En ce mois de mai 1974, l’inspecteur Harry McCoy sort de l’hôpital. Son ulcère à l’estomac est particulièrement douloureux, aussi les médecins ont-ils été clairs : pas de tabac, pas d’alcool et le moins de stress possible. Mais ces prescriptions sont bien difficiles à suivre lorsque l’on a pris l’habitude de fumer cigarette sur cigarette, que la bière et le single malt sont les derniers remparts à la dépression qui guette… Quant au stress, comment l’éviter quand on est flic à Glasgow, une ville dans laquelle trois adolescents viennent de tuer cinq personnes en mettant le feu à un salon de coiffure ? Dans les rues, la colère monte alors que les incendiaires sont présentés devant un juge. Mais lorsque le fourgon pénitentiaire quitte le tribunal, il est attaqué et les garçons sont embarqués de force. Le lendemain, le corps atrocement mutilé de l’un d’eux est retrouvé avec ce message : « Un de moins, plus que deux ». Commence alors pour la police de Glasgow – et donc pour McCoy – une course contre la montre : retrouver les deux adolescents encore en vie avant que leurs ravisseurs ne les assassinent.
A cette intrigue principale s’en ajoutent rapidement deux autres : McCoy doit enquêter sur le « suicide » d’un vendeur de photos pornographiques et sur le meurtre d’une jeune femme dont le cadavre vient d’être découvert…
Comme dans les autres volumes de la série consacrée à Harry McCoy, Alan Parks développe donc plusieurs fils narratifs qui, pour certains d’entre eux, finiront par se rejoindre. Et, autant être tout à fait clair, le talent de Parks pour construire des intrigues aussi passionnantes qu’efficaces ne fait plus aucun doute. Depuis Janvier noir, le premier volume de cette série, on sait qu’il maîtrise parfaitement cet art de la narration et ses romans sont souvent bien difficiles à lâcher. Et ce Joli mois de mai ne déroge pas à la règle.
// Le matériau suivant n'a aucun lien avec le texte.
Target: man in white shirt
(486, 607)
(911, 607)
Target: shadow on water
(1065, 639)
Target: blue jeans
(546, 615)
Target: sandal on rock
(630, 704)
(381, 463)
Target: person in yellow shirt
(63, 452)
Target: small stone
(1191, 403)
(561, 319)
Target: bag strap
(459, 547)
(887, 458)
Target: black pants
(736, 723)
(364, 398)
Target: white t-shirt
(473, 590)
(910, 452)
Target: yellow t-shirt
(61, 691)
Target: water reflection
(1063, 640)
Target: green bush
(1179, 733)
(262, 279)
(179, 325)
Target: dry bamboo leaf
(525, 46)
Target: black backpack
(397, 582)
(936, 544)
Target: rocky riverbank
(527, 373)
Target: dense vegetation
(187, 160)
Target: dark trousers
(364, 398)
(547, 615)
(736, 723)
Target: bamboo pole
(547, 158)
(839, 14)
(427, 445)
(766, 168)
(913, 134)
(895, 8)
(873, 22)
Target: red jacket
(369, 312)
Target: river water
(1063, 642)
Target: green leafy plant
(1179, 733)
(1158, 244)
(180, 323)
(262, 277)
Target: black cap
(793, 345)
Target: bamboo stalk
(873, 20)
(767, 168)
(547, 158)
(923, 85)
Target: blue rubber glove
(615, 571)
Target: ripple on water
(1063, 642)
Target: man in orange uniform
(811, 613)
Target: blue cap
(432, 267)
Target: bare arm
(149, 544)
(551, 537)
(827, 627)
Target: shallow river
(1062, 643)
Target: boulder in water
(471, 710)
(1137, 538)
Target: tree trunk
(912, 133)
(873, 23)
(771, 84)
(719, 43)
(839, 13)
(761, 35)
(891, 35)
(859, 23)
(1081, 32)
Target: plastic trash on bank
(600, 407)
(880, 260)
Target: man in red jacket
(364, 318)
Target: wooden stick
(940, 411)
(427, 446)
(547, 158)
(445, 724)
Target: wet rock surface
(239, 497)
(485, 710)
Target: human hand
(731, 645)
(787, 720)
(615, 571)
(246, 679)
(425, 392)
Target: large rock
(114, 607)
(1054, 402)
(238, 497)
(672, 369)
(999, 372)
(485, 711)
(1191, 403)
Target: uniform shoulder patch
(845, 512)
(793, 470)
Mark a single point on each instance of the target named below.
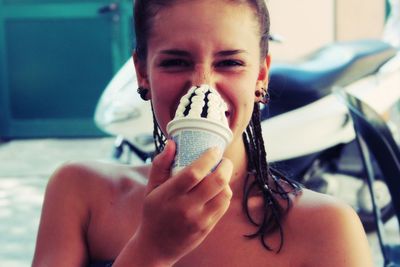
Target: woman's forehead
(204, 20)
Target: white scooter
(307, 130)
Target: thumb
(161, 166)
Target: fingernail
(217, 151)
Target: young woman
(240, 214)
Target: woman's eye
(174, 63)
(230, 63)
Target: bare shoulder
(89, 178)
(73, 194)
(331, 229)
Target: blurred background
(57, 57)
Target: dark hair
(261, 179)
(145, 10)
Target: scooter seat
(299, 83)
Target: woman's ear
(264, 70)
(263, 78)
(141, 73)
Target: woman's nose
(202, 75)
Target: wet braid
(266, 181)
(158, 135)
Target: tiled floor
(25, 166)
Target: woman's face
(205, 42)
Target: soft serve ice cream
(199, 124)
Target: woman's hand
(180, 211)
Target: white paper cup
(193, 136)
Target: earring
(142, 91)
(263, 93)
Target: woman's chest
(226, 245)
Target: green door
(56, 58)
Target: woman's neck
(236, 152)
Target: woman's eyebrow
(230, 52)
(179, 52)
(175, 52)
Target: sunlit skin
(99, 211)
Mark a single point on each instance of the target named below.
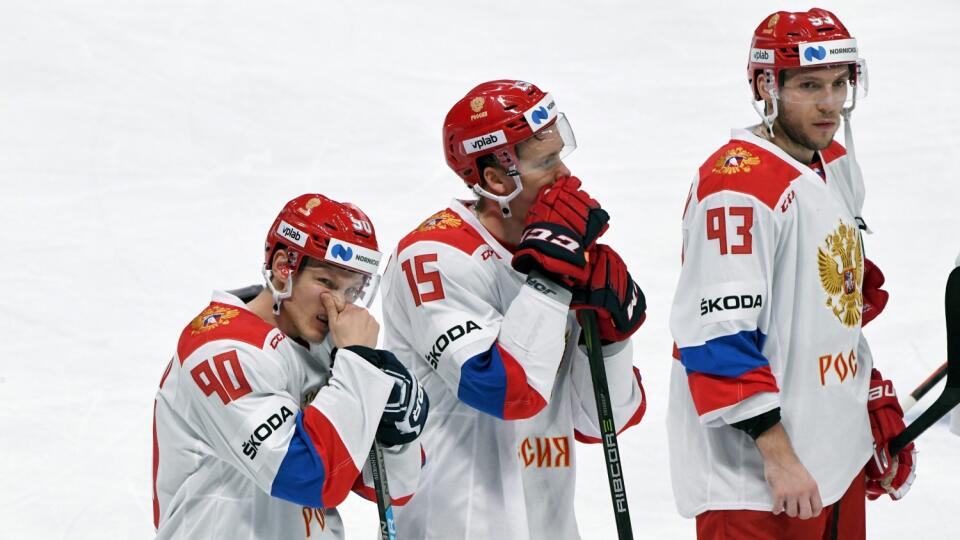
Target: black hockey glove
(406, 411)
(618, 301)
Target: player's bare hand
(349, 324)
(794, 489)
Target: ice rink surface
(145, 147)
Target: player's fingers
(817, 504)
(792, 506)
(804, 506)
(777, 505)
(330, 306)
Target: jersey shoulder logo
(211, 318)
(442, 220)
(734, 161)
(841, 274)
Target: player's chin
(316, 331)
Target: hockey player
(267, 412)
(478, 304)
(776, 413)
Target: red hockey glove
(885, 474)
(564, 203)
(874, 298)
(618, 301)
(561, 225)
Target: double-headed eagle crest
(441, 220)
(734, 161)
(212, 317)
(841, 274)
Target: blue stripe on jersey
(726, 356)
(302, 472)
(483, 382)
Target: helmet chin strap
(278, 296)
(769, 84)
(502, 200)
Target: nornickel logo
(341, 252)
(815, 53)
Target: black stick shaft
(951, 393)
(388, 530)
(931, 381)
(608, 430)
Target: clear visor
(839, 85)
(546, 149)
(351, 286)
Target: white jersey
(509, 388)
(257, 437)
(767, 314)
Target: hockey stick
(608, 430)
(388, 529)
(951, 393)
(924, 387)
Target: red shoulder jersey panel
(832, 152)
(445, 227)
(222, 321)
(743, 167)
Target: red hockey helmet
(787, 40)
(491, 120)
(336, 233)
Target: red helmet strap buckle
(770, 84)
(503, 201)
(278, 296)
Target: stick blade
(952, 309)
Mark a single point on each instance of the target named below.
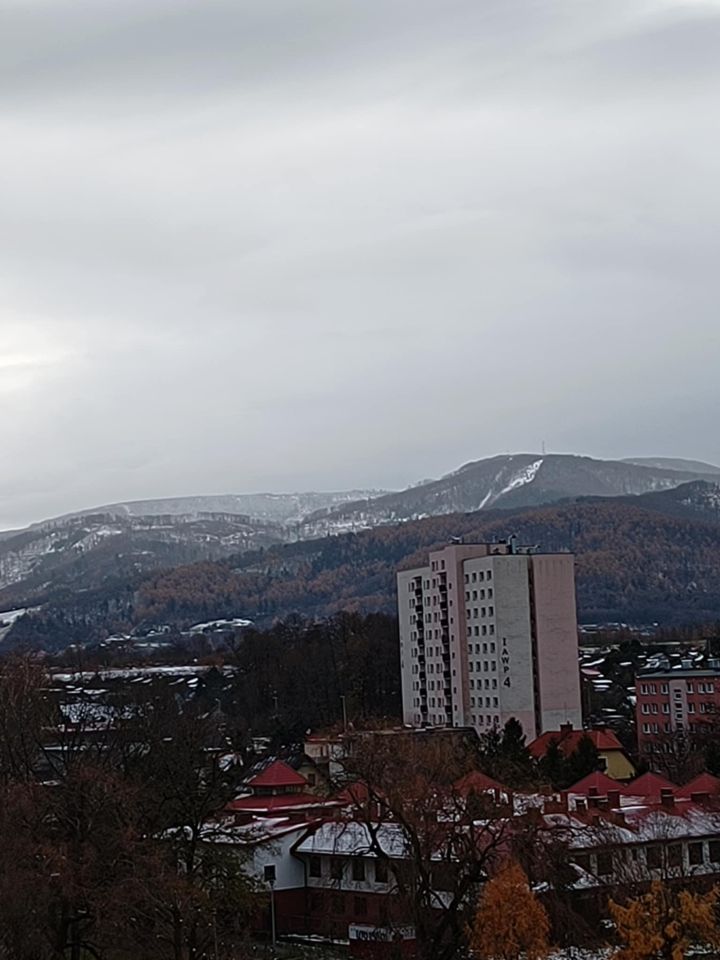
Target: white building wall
(513, 629)
(289, 871)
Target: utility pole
(270, 875)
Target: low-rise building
(675, 701)
(612, 755)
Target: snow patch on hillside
(523, 477)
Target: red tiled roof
(278, 774)
(703, 783)
(594, 781)
(568, 741)
(284, 801)
(477, 782)
(648, 785)
(356, 793)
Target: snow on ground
(7, 619)
(523, 477)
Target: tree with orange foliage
(663, 923)
(510, 921)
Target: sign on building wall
(370, 934)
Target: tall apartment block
(488, 631)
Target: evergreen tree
(584, 760)
(553, 765)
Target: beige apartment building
(488, 631)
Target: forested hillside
(638, 560)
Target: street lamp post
(270, 875)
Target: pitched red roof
(477, 782)
(703, 783)
(282, 802)
(568, 741)
(597, 781)
(648, 785)
(278, 774)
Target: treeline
(634, 564)
(108, 831)
(299, 675)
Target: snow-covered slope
(505, 481)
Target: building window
(674, 855)
(604, 862)
(695, 854)
(360, 906)
(653, 858)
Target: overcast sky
(313, 244)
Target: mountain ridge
(88, 549)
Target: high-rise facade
(488, 631)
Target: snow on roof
(597, 781)
(477, 782)
(353, 838)
(286, 801)
(278, 774)
(703, 783)
(648, 785)
(568, 740)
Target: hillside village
(371, 835)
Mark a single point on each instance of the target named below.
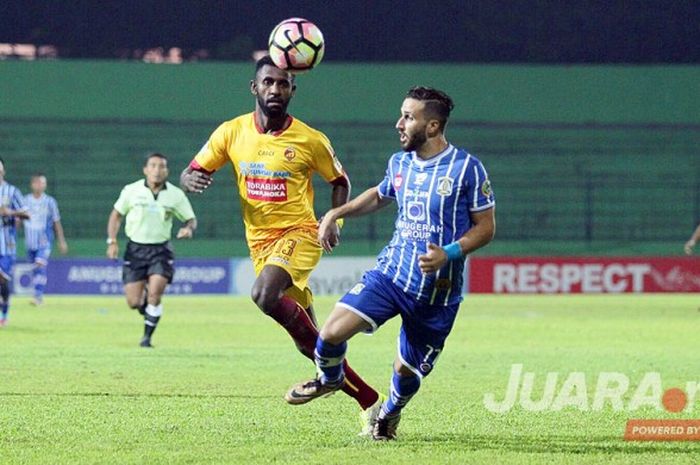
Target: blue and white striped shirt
(434, 198)
(11, 198)
(38, 229)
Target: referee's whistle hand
(184, 233)
(112, 251)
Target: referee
(149, 206)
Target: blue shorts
(7, 262)
(39, 255)
(424, 327)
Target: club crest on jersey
(356, 289)
(444, 187)
(486, 188)
(289, 153)
(420, 179)
(337, 164)
(416, 211)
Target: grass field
(76, 389)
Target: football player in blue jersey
(445, 211)
(39, 233)
(12, 208)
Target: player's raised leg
(404, 385)
(269, 294)
(329, 355)
(39, 275)
(6, 263)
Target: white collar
(424, 163)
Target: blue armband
(453, 251)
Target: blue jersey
(38, 229)
(11, 198)
(434, 199)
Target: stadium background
(586, 114)
(584, 159)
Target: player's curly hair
(266, 60)
(438, 104)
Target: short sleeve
(122, 205)
(18, 202)
(53, 210)
(214, 154)
(479, 192)
(183, 208)
(325, 160)
(386, 187)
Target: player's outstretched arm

Si les précédentes enquêtes d’Harry McCoy n’étaient pas particulièrement roses, ce nouveau livre semble toutefois vouloir aller plus loin dans la noirceur. Parks y dépeint une ville (Glasgow) et une époque (le milieu des années 70) en montrant sans détour la corruption qui s’immisce un peu partout, la violence qui menace puis éclate dans toute son horreur. Le chômage, la misère, l’alcoolisme sont le décor quotidien d’un McCoy qui semble ici sur le point de s’effondrer. Et c’est sans doute l’une des grandes forces de ce roman : montrer un flic qui va mal, très mal et qui, à plusieurs reprises au cours du récit, ne peut retenir ses larmes.
Autrement dit, Harry McCoy s’impose comme l’un des personnages les plus attachants du polar contemporain, mais aussi comme l’un des plus vulnérables. A ses côtés, on retrouve avec plaisir toute une galerie de personnages qui composent son univers : l’imprévisible Cooper, l’ami d’enfance devenu gangster ; le sympathique Wattie, jeune flic plein de bonne volonté ; et Murray, le chef intègre et intransigeant aux colères monumentales.
Rien de très original donc dans cet énième récit d’enquête qui voit un flic abîmé par la vie se confronter à des salauds qui ne reculent devant rien pour s’enrichir ou assouvir leurs pulsions. Mais Alan Parks excelle dans cet art si difficile qui consiste à s’approprier les codes et les motifs d’un genre pour bâtir une œuvre finalement très personnelle et qui, dans le cas de ce roman, ménage en plus quelques pages très émouvantes. Avec Liam McIlvanney, Alan Parks est donc bel et bien l’un des meilleurs auteurs du polar contemporain.